Diğer yandan ABD’nin Ortadoğu dahil her yerde üssü, eli kulağı varken Rusya sınırlı erişime sahip. Ancak o zaman ABD tarafına meyledip Rusya’ya cephe mi alalım? Keşke ABD’nin PYD konusundaki malum planları olmasa belki. Ama şu durumda Türkiye’nin tamamen ABD tarafına dış politika olmasa da sadece askeri manada bile dönerek Rusya’yı karşısına alması da bunun tam tersi de büyük hata olacaktır.
Hazır ABD, S-400’de Ruslara kaptırdık, bari savaş uçağında kaptırmayalım diye konuşurken bu fırsat değerlendirilmeli.

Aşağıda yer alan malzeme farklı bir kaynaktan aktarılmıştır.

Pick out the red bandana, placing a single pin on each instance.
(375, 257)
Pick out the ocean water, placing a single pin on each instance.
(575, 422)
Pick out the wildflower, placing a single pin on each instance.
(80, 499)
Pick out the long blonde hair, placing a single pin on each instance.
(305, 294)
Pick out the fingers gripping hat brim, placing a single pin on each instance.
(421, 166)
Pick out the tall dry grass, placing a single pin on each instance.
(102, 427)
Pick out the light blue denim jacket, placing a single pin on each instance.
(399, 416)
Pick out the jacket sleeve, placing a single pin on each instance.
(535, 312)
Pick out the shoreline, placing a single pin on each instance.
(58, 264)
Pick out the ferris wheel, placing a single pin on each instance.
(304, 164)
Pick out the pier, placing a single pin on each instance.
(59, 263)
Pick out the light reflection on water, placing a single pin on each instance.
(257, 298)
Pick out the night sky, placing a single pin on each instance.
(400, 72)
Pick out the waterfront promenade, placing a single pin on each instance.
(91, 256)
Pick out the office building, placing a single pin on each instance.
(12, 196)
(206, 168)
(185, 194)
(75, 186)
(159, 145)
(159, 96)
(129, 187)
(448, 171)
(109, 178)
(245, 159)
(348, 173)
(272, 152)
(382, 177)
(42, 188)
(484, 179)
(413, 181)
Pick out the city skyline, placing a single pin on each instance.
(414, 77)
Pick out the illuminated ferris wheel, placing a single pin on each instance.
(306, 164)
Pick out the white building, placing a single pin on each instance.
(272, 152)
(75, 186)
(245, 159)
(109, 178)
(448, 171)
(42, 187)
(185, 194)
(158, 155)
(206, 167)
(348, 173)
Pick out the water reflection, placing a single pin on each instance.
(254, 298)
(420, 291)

Ancak unutmamak lazım ki ABD içinde Türkiye’yi tamamen defterden silip ileride hedef tahtasına oturtmak isteyen bir çevreler de var. Bunların ekmeğine de yağ sürmemeliyiz. Bu çevrelerin yaptırım ve diğer faaliyetlerini dengeleyecek bir güç Rusya’da maalesef yok. Zaten Rusya ABD karşısında Türkiye’ye kol kanat gerecek güce sahip değil. Kelin ilacı olsa başına sürer.
KİM KİMİNLE ANLAŞIR?
Geleceğe dair savaş teorilerini konuşmak saçma ama geçende bir arkadaşım “Sence ABD ile aramızda bir sorun çıksa Rusya ne yapar?” dediğinde. “Bence hemen ABD ile anlaşır ve şurası senin, burası benim demek ister. Başarabilirler mi orasını bilemem.” dedim. Tersini düşündüğümüzde ise şu an ne kadar kızsak da NATO/ABD bize bir güvence sağlıyor.
Ben Rusya’nın nükleer gücü olmasa ABD’in insan hakları veya milyonların ölümünü dikkate almadan tereddüt etmeden Rusya’ya saldıracağını düşünüyorum. Ayni şeyi Çin’e yapabileceğini düşünmüyorum. Çin sadece nükleer gücüne dayanmıyor. ABD ile iç içe geçmiş ekonomik ilişkileri ve muazzam bir nüfusa sahip.
Aynı durum bizim içinde geçerli. Eğer NATO’da olmasak yıllardır savaş görmeden yaşamamız çok zordu diye düşünüyorum. Bunu ABD’nin arkasında olduğu iddia edilen darbeler, Marshall planı ile baltalanan milli savunma sanayi vs vs. birçok etkeni göz önüne alarak yazıyorum. Siz kurmayın gerekirse havacılık teknolojisini bile bizim istediğimiz kadar, biz veririz manasında zamanında F-16 tesisi kurulması bile bunun örneği. Tabi şu an TUSAŞ %100 bize ait o ayrı mesele.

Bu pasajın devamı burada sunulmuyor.